Mahkeme kararı davacı vekili tarafından yasal süre içerisinde duruşma istekli temyiz edilmekle; kesinlik, süre, temyiz şartı ve diğer usul eksiklikleri yönünden yapılan ön inceleme sonucunda, duruşma günü olarak saptanan 29/11/2022 Salı günü için yapılan tebligat üzerine temyiz eden davacılar ... vd. vekili Avukat ... ile temyiz edilen davalılar ... ... vd. vekili Avukat ..., davalı ... vekili Avukat ... geldiler. Davetiye tebliğine rağmen temyiz edilen davalı ... gelmedi. Yokluğunda duruşmaya başlandı, gelen vekillerin sözlü açıklamaları dinlendi, duruşmanın bittiği bildirildi, iş karara bırakıldı. Temyiz dilekçesinin kabulüne karar verildikten ve Tetkik Hâkimi tarafından hazırlanan rapor dinlendikten sonra dosyadaki belgeler incelenip gereği düşünüldü:
Dava, kadastro öncesi hukuki nedene dayalı tapu iptali ve tescil isteğine ilişkindir.
Davacılar, mirasbırakanları ...'nun maliki olduğu 808 ada 182 parsel sayılı taşınmazdaki 2 no.lu meskenini, hasta olduğu dönemde düzenlenen vekâletname ile vekili davalılardan ...'in 10.10.2008 tarihinde birleştirilen davanın davalıları ... ve ...'e satış göstermek suretiyle devrettiğini, vekilin mirasbırakanın eşi olan dava dışı Süheyla ile birlikte hareket ettiklerini, mirasbırakanın kendilerini mirastan mahrum etmeyi amaçladığını, öte yandan mirasbırakanın akıl sağlığının yerinde olduğuna dair düzenlenen raporların yeterli olmadığını belirterek, vekaletname ile verilen satış yetkisinin iptaline, dava konusu taşınmazın tapu kaydının iptali ile terekeye iadesine, mümkün olmaz ise bedelinin faizi ile birlikte terekeye iadesine karar verilmesini talep etmişlerdir.

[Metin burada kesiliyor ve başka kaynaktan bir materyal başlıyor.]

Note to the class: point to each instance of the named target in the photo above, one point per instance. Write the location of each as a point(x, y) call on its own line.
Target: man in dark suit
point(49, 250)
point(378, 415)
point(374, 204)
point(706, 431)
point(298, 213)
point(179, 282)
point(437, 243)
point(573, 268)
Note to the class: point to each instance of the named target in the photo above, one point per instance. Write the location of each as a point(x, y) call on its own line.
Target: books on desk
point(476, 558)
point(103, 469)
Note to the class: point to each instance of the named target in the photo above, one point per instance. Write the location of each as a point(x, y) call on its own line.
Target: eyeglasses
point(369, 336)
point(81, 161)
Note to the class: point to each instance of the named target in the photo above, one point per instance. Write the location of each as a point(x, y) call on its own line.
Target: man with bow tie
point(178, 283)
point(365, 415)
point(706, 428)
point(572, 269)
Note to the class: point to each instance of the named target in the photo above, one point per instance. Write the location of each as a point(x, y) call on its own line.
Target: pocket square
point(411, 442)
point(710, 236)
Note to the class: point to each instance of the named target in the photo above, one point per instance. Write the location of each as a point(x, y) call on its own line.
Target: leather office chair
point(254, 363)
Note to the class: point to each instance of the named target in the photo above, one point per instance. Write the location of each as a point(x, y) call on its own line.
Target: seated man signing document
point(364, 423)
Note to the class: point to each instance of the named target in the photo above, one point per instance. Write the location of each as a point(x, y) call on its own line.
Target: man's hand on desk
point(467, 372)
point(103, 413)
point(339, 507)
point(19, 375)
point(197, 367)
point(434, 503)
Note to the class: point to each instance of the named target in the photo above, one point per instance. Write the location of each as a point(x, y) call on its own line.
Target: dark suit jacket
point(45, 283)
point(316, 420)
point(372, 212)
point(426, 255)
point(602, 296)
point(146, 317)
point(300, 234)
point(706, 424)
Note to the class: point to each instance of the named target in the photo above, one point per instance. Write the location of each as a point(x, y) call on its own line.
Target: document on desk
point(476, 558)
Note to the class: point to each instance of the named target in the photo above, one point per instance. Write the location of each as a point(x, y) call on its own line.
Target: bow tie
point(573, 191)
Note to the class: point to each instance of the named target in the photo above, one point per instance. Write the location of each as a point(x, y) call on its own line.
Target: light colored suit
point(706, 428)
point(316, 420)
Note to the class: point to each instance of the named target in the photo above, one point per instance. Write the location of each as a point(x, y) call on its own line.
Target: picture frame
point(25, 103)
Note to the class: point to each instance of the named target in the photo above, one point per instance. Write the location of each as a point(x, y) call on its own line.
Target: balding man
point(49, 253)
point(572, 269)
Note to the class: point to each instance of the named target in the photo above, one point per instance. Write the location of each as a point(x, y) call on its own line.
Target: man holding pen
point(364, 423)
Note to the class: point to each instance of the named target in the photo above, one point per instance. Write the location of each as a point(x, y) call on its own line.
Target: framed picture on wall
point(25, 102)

Birleştirilen davada davacılar, aynı iddiaları tekrar ederek, vekaletname ile verilen satış yetkisinin iptaline, tapu kaydının iptali ile terekeye iadesine, mümkün olmaz ise bedelinin faizi ile birlikte terekeye iadesine karar verilmesini talep etmişlerdir..
Davalı ..., mirasbırakanın verdiği yetkiler doğrultusunda işlem yaptığını, çekişmeye konu taşınmazı emlakçı aracılığı ile diğer davalılara devrettiğini, taşınmaz üzerine kayıtlı olmadığı için kendisinden tapu iptal ve tescil istenemeyeceğini belirterek davanın reddini savunmuştur.
Birleştirilen davada davalılar, emekli ikramiyeleri ve birikimleri ile dava konusu taşınmazı 92.500 TL'ye satın aldıklarını, satış bedelini 09.10.2008 tarihinde bankadan çekip vekile ödediklerini ve sonra da 65.000 TL masraf yaptıklarını, iddia edilen kişileri ve olayları bilmediklerini belirterek, davanın reddini istemişlerdir.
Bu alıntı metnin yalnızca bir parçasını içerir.